Immunodeficiency Diseases Immunodeficiency can be divided into two categories: primary immunodeficiency diseases and secondary immunodeficiency diseases. Primary immunodeficiency diseases consist of disorders of the immune system in which the defect is intrinsic to the cells of the immune system. Secondary immunodeficiency diseases consist of disorders of the immune system in which the defect is induced by external factors, such as viruses, malignancy, and drugs. This section is clearly relevant to medical microbiology because the primary immunodeficiency diseases are usually identified first by the type of organism, duration, and frequency of infectious disease.

A. Primary Immunodeficiencies

 Primary immunodeficiencies are a heterogenous group of immune system disorders. Most of the primary immunodeficiencies are genetically determined and inherited as a single-gene defect. To date, more than 150 genetically based diseases have been identified. The genetic defect results in the loss of number or function of B cells, T cells, phagocytic cells, complement components, cytokines, or TLRs. Clearly, the loss of these functional elements leads to increased susceptibility to infections. One example is chronic granulomatous disease (CGD), which is an impairment of phagocytic cell function. Patients have normal levels of immunoglobulins, T and B cells, and phagocytic cells. However, the phagocytic cells do not kill microbes due to genetic defect in cytochrome b-558. This leads to a metabolic defect in the ability of phagocytic cells to produce peroxide and superoxide. The phagocytic defect can be identified by using the nitroblue tetrazolium (NBT) test. These cells are unable to efficiently kill some bacteria or fungi, such as, Staphylococcus, E coli, and Aspergillus spp. Unless treated, CGD is usually fatal within the first decade of life. IFN-γ has been shown to restore phagocytic function in these cells. Therefore, in most cases, administration of IFN-γ or bone marrow transplantation are the effective treatments. A second example is severe combined immunodeficiency (SCID). This syndrome is now known to be the final expression of several different genetic defects leading to defects in both B and T cell function. These individuals are susceptible to infection by virtually any microbe, and if untreated, they will die within the first year of life.

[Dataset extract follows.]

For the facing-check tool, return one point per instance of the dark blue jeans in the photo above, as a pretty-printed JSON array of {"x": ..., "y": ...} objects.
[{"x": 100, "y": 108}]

B. Secondary Immunodeficiencies

Secondary immunodeficiencies are a major predisposing cause of infection. Secondary immunodeficiency states are associated with infections, malignancies, and drugs.

C. Infections

 Infections can induce immunosuppression in the host. Historically, it is well known that patients infected with EBV and who present with mononucleosis have a depressed DTH skin test for TB and other antigens. This negative skin test indicates a depressed T cell response. Analysis of EBV replication has revealed a possible mechanism for this immunosuppression. Interestingly, the EBV genome codes for a human IL-10 analog. IL-10 is an immunosuppressive cytokine that inhibits Th1 cells from proliferating and producing cytokines, such as IFN-γ. This may account for the negative DTH skin test.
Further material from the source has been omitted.